Project co-lead Dr Alex Sexton, Leverhulme Trust Early Career Research Fellow in Geography at University of Sheffield, added: “Previous research on the impacts of cultured meat has been mostly speculative and focused on the global agricultural picture without much input from farmers.

“We’ll take a more localised approach to explore what cultured meat could mean for a range of real-life agricultural businesses. We want to hear from farmers across the UK who are interested in being involved.”

Project partner Illtud Dunsford, CEO of Cellular Agriculture Ltd and a farmer himself, said: “The cultured meat industry is still taking shape. It’s yet to be seen what role agricultural products will have to play in the long-term future of this nascent industry and that’s something we aim to find out. While farmers and cultured meat businesses are seen as rivals, could they help to feed the world sustainably by working together?”

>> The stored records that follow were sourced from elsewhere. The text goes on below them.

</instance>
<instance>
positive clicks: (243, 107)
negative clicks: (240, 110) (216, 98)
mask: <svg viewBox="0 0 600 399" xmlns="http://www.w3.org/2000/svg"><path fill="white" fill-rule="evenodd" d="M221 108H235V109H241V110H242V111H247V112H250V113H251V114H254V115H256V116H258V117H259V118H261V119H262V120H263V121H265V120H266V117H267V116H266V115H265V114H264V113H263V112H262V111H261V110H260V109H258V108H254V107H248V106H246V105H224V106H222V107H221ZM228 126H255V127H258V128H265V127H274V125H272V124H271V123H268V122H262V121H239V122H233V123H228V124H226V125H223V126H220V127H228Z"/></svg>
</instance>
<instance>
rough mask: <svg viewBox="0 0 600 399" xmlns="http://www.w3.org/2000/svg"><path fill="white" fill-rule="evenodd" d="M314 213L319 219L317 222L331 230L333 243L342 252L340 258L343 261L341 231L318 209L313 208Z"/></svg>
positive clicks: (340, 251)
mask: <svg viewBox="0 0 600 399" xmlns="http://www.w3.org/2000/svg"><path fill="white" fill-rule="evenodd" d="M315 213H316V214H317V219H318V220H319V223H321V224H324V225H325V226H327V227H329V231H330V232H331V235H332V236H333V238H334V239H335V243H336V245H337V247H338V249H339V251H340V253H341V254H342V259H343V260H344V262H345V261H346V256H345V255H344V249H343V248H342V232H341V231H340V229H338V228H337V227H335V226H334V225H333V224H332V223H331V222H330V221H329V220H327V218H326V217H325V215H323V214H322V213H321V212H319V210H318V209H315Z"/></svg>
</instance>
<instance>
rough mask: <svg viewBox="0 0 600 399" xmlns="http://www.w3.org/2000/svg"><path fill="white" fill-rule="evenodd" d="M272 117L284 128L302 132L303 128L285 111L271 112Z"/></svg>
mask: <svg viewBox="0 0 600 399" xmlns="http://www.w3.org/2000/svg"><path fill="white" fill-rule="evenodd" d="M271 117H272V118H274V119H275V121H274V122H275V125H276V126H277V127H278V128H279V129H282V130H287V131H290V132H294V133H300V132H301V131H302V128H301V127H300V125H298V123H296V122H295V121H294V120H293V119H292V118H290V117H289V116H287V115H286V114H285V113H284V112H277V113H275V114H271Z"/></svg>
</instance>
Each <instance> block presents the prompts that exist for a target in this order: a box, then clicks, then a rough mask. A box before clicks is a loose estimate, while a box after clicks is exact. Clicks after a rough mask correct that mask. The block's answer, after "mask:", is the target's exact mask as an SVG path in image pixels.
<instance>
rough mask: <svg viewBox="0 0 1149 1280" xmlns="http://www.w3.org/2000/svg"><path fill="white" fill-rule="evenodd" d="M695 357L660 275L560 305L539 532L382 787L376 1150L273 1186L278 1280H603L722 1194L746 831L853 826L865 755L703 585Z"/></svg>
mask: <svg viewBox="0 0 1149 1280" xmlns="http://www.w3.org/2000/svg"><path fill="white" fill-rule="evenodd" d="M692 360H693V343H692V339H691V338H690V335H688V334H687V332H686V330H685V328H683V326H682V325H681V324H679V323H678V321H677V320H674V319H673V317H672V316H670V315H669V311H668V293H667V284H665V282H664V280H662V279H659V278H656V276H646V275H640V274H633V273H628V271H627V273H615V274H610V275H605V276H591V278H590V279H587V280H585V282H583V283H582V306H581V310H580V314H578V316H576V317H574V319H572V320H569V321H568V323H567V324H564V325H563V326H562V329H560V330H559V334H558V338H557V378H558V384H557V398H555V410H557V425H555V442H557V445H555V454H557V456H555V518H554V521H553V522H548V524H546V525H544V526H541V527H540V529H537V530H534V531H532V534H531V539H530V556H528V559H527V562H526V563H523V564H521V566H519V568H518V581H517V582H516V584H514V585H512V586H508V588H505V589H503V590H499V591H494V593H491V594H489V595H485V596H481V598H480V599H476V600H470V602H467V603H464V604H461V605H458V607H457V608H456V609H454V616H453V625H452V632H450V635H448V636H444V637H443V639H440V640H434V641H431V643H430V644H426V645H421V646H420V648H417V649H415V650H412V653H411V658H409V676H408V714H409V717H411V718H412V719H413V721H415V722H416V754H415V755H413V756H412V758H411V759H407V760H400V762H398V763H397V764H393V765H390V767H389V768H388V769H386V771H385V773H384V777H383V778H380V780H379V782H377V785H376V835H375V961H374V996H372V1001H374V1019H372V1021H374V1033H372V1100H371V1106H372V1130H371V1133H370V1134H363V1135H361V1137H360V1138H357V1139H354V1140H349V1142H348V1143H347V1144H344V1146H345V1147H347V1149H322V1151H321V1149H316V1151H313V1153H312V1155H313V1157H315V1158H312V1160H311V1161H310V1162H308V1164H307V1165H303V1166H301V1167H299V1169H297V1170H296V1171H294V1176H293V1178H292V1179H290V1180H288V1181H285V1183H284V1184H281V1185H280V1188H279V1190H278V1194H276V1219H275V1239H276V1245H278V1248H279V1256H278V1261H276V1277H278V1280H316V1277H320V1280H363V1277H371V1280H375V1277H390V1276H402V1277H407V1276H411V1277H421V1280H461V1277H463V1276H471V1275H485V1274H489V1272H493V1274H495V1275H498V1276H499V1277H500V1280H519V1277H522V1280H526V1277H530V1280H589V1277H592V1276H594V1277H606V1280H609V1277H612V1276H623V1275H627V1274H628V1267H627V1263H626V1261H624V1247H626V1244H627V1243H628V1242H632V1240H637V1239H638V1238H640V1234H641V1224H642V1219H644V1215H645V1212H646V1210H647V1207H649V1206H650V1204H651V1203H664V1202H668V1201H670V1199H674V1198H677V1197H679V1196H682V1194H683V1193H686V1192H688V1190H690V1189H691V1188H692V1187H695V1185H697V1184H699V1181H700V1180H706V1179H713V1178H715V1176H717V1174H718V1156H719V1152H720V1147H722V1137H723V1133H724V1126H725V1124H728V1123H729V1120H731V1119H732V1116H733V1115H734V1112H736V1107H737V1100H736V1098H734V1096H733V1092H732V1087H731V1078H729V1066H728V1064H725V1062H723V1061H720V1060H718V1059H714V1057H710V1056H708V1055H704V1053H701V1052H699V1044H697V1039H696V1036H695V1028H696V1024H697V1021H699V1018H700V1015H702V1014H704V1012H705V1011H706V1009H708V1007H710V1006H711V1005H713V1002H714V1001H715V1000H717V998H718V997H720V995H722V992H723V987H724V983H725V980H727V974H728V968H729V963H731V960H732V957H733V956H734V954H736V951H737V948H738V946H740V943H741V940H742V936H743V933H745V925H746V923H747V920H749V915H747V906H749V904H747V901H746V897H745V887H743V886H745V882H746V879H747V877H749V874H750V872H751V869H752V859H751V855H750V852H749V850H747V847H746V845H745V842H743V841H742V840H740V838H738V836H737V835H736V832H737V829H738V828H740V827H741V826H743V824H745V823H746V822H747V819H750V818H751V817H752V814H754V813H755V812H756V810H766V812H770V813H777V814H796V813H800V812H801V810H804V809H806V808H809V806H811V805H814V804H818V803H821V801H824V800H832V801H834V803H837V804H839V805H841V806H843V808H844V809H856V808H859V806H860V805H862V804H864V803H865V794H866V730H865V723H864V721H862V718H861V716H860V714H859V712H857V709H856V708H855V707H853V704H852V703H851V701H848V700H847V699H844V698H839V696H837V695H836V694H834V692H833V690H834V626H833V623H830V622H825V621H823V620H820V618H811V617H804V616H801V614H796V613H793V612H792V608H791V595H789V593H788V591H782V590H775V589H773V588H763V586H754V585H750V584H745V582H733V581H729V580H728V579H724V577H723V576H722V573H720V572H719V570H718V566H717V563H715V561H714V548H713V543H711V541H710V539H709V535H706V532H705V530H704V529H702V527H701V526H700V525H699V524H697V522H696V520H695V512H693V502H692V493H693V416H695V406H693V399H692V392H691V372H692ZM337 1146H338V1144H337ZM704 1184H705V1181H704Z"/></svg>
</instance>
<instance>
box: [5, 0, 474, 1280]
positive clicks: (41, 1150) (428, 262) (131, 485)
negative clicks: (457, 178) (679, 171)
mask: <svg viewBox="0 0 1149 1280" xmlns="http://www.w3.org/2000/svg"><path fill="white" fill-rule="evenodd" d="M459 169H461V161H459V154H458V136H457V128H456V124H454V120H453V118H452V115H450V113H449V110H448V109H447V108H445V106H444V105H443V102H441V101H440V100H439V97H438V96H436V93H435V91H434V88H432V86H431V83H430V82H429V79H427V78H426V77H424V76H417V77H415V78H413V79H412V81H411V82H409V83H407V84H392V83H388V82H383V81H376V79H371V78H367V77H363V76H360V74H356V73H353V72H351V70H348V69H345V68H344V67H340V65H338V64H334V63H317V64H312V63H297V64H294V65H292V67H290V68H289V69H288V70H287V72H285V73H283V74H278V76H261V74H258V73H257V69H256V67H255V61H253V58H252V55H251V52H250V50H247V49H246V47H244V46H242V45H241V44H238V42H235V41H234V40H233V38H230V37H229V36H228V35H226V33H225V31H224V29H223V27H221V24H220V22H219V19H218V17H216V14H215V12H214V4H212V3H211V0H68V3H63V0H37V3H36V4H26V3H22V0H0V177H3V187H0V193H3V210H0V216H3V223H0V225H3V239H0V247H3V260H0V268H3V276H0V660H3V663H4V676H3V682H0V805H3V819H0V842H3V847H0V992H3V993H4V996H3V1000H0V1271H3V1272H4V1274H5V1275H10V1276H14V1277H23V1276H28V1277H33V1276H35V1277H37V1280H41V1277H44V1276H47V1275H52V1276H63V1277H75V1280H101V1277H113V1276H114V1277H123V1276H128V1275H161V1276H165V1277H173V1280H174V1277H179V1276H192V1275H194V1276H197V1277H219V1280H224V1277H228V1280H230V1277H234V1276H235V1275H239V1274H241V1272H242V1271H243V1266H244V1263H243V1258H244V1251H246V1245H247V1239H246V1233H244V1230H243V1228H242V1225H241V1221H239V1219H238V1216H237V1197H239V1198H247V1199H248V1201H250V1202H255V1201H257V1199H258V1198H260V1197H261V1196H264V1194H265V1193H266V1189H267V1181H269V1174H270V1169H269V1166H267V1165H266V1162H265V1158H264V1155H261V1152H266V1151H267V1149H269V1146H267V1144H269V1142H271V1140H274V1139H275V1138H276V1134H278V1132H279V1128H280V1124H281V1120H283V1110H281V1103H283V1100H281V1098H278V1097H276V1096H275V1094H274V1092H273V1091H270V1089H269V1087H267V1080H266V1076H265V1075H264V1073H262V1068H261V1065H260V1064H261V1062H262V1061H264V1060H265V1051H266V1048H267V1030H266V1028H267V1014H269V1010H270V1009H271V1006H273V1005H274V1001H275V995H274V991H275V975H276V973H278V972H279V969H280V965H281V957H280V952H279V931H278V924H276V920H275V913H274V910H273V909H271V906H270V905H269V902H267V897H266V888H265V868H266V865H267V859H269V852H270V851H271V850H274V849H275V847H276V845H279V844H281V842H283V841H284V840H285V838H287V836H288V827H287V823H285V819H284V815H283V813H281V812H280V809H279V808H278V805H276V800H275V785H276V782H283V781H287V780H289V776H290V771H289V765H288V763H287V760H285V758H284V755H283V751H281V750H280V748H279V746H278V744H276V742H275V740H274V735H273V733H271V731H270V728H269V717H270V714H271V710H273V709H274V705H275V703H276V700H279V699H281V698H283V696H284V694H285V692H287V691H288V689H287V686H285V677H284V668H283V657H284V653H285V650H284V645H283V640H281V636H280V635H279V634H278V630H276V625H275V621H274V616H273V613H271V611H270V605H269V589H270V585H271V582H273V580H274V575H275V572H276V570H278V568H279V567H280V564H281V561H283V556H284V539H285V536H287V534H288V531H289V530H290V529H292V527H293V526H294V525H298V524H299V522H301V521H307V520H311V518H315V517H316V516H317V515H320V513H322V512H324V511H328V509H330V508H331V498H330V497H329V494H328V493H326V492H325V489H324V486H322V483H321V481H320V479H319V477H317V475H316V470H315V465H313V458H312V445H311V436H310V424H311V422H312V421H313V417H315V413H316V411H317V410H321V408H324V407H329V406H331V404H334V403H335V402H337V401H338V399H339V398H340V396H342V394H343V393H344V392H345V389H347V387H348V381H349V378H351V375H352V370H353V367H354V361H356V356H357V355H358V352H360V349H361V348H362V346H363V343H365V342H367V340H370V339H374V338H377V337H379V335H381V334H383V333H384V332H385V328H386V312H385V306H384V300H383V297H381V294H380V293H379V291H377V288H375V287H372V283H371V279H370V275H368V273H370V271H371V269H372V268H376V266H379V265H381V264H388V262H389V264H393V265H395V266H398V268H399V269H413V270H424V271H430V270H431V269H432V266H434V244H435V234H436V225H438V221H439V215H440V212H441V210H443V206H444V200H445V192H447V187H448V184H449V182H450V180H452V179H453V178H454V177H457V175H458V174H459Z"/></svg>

Caroline Drummond MBE, Chief Executive of LEAF (Linking Environment and Farming), one of the project’s advisors, said: “Cultured meat and its production are still very novel and their impacts on the food system, farm businesses, and wider society, are not yet fully understood. Understandably, there is both curiosity and concern around this new technological innovation and LEAF is proud to be part of these important conversations.

“This project aims to help shape new policy, regulation, and investment, to mitigate against any serious risks, while also optimising any new opportunities that cultured meat offers to advance more sustainable and climate positive global farming and food systems.”